Does it differentiate?Greg is not so sure. I'll give some examples. First here is a graph of some of the windows. I've added a step function, to show that in fact virtually any odd function will differentiate. The one called Welch^2 is the linear window multiplied by the square of a Welch taper. There is information about the Welch taper, and why it arises naturally here, here.
These are scaled to give correct derivative for a line. On the legend, I have written beside each the RMS value. Sqrt of the integral of square. That's the factor that you would expect to multiply white noise, as a variance of weighted sum. Ordinary regression has the least value. That is an aspect of its optimal quality. Better smoothing for HF comes at a cost.
So now to apply these to a sinusoid. In the following plot the yellow is the sine to be differentiated, the continuous curve "Deriv" is the exact derivative, and I have applied the three windows with three different footprints (line types). At each end, a region equal to half a footprint is lost - I have marked those parts with a horizontal line, which tells you how long each footprint was.
The first thing to note is that each gives a sinusoid, with the correct 90° phase shift. The is a consequence of being an odd function. Second is that as the footprint broadens, the amplitude shrinks. The inaccuracy is because a wider footprint is more affected by higher derivatives of the sine. In effect, it smoothes the result, to no good purpose here. But when there is noise, the smoothing is needed. That is the basic trade-off that we will encounter.
You'll notice, too, that both the Welch and step do better than regression. This is basically because they are weighted to favor central values, rather than any more subtle merit.
Now for something different, to differentiate white noise. There should be no real trend. I've dropped the step filter. Again the horizontal end sections indicate the half-footprint.
Now what shows is a marked oscillation, with period about equal to the footprint. The Welch filter is good at damping frequencies beyond this range; however, the actual amplitude of the response is much higher. That is associated with the higher RMS value noted on the first figure, and is commensurate with it.
Integrating with noiseOK, so what happens if we estimate the derivative of a sinusoid with noise. The next fig has sine with gaussian noise of equal amplitude added. Can we recover the derivative?
The pale grey is the original, sine and total. The blue is the derivative of sine. The red OLS regression tracks better than the smoother purple, but has more residual HF. Again the half-footprint is shown by the level sections at each end.
Improving the derivative formulaPekka, on another thread, recommended taking pairs of points, differencing, and forming some kind of optimal derivative as a weighted sum. Odd function windows automatically give such a weighted sum. The idea of improving the derivative (higher order) is attractive, because it allows the footprint to be expanded, with better noise damping, without loss of derivative accuracy.
A way to do this is to take a family of windows, and make them orthogonal to higher powers by Gram-Schmidt orthogonalisation. I did that using OLS, OLS with Welch taper, and OLS with Welch^2 (W0,W1,W0). Here are the resulting windows. W1 is guaranteed to be accurate for a cubic, and W2 for fifth order:
Again, they are scaled to give the same derivative. We see a more extreme version of the RMS inflation of the first fig. The higher order accuracy is got at a cost of much larger coefficients.

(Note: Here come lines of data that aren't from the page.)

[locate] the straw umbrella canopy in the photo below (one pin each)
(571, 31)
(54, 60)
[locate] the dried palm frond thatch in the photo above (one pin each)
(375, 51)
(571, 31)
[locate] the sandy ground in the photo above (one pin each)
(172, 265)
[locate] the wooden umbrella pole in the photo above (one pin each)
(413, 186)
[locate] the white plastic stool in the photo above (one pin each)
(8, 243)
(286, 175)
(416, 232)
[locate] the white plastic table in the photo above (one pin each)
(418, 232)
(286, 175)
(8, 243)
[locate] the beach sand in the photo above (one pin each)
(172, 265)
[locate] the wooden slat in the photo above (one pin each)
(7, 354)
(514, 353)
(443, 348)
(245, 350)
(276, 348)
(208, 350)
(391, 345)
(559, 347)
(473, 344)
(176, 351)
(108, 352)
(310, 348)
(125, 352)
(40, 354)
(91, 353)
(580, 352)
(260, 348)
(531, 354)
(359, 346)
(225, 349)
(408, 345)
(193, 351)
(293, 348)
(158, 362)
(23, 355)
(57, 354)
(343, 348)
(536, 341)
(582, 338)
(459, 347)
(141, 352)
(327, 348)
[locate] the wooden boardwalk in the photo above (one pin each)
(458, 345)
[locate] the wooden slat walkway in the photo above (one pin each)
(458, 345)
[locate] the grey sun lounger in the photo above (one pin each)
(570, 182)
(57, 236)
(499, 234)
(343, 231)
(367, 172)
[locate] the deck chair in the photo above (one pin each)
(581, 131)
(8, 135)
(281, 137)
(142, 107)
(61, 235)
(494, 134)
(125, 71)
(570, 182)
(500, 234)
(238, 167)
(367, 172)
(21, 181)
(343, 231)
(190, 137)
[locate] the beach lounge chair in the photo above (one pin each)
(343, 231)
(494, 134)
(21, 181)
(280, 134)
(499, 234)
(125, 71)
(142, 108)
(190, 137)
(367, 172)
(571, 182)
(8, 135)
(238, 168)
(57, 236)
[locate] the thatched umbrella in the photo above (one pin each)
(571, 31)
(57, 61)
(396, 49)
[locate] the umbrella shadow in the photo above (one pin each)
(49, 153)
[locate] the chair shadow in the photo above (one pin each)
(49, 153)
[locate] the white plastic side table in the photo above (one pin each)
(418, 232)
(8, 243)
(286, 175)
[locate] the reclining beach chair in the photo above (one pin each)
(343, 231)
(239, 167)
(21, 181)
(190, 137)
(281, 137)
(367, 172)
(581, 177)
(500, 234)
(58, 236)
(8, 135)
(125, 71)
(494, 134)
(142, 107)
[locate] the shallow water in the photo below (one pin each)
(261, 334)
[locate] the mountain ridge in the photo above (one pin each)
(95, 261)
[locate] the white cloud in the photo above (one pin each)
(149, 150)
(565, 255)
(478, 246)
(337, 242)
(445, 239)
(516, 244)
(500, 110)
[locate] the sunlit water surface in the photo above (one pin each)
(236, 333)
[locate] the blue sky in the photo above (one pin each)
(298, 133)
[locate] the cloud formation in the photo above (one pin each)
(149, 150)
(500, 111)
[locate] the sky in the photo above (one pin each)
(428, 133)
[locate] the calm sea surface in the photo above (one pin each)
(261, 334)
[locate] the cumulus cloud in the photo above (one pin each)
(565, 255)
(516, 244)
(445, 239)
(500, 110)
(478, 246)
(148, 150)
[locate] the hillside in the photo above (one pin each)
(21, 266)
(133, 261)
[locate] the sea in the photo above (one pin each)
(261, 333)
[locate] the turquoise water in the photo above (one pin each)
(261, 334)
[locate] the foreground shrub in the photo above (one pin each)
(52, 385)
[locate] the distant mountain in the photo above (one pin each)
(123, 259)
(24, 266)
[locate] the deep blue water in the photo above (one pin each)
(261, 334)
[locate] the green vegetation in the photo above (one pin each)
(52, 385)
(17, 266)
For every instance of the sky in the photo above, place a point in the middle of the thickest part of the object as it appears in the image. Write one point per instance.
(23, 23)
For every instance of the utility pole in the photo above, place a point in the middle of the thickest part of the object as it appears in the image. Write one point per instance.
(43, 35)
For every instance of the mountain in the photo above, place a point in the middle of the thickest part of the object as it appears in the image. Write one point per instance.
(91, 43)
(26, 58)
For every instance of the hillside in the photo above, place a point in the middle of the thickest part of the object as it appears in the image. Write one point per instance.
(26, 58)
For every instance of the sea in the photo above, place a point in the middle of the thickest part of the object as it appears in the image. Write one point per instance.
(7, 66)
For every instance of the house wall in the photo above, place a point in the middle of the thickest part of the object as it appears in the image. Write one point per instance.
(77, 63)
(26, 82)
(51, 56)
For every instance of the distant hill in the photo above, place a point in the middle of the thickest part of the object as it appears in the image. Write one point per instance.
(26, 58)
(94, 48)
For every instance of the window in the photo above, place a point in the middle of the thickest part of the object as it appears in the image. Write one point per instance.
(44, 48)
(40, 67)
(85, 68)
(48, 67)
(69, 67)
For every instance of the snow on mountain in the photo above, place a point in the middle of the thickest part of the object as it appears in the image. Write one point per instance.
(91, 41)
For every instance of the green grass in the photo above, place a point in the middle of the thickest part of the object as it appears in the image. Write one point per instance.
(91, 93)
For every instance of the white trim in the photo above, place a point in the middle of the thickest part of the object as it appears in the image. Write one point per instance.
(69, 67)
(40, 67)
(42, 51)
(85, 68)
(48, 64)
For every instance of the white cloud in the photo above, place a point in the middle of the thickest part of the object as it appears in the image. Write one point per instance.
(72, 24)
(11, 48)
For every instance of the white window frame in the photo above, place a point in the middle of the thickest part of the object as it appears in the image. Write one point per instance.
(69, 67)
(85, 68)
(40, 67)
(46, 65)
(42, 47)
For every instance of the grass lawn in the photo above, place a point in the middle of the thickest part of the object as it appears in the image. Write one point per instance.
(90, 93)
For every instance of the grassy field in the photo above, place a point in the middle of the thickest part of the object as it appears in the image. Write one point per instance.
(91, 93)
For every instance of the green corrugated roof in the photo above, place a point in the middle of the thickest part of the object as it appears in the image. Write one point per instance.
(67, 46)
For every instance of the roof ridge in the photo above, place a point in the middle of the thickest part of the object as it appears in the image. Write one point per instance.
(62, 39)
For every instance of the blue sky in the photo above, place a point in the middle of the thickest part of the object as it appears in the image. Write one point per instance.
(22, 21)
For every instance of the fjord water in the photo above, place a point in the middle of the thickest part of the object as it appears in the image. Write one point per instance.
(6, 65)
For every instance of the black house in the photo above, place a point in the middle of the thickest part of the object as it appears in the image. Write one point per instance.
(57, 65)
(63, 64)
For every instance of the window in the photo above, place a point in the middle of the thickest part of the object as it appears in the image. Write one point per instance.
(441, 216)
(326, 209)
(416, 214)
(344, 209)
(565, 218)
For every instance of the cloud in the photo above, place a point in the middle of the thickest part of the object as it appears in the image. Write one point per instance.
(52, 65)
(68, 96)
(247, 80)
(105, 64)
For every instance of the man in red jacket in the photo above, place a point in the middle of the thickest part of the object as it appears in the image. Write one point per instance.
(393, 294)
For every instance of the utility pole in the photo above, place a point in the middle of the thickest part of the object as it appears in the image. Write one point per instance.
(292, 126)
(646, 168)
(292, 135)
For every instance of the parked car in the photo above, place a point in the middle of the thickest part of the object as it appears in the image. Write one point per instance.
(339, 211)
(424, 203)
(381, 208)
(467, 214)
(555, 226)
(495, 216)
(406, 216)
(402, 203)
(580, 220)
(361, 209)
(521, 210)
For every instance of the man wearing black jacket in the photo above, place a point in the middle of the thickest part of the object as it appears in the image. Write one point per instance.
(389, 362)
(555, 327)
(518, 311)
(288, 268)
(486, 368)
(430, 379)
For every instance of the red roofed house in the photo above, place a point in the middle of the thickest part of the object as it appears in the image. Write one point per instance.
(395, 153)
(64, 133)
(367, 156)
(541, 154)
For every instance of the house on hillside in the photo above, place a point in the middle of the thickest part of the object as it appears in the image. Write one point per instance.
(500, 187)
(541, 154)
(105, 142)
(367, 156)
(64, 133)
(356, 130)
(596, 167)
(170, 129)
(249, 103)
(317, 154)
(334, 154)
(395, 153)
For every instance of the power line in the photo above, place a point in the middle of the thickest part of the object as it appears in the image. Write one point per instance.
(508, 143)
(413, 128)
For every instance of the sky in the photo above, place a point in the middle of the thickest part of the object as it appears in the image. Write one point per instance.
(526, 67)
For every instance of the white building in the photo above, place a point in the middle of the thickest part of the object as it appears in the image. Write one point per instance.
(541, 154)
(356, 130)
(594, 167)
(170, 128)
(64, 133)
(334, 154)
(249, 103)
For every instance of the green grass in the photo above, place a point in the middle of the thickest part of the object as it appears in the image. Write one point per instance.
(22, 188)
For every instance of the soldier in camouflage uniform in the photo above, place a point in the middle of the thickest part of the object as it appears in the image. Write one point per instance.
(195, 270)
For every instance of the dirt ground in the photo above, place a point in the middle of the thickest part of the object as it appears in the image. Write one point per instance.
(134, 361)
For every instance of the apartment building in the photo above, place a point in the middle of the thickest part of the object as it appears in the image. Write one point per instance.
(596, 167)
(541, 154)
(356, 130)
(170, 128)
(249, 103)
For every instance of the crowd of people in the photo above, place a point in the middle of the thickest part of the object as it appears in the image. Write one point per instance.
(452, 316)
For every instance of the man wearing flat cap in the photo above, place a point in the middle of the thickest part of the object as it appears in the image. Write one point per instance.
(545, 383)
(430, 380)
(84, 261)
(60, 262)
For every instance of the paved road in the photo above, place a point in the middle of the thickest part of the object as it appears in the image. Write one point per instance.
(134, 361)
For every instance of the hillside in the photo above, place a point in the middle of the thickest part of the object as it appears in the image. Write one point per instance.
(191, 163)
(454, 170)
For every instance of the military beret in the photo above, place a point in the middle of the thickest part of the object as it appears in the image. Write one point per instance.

They do indeed differentiate better, as the next plot shows:
W2 seems suspiciously perfect. But each result is just the correct sinusoid multiplied by a scalar, and I think it just approaches 1 in an oscillatory way, so W2 just happens to be a zero. Anyway, here higher order certainly works. What about with white noise?
Here is the downside. The higher orders amplify noise, in line with their RMS integrals.
Higher order may sometimes work. If you have an exact cubic, then you can expand the footprint as far as data permits without loss of derivative accuracy, and thus maybe overcome the RMS loss. But generally not.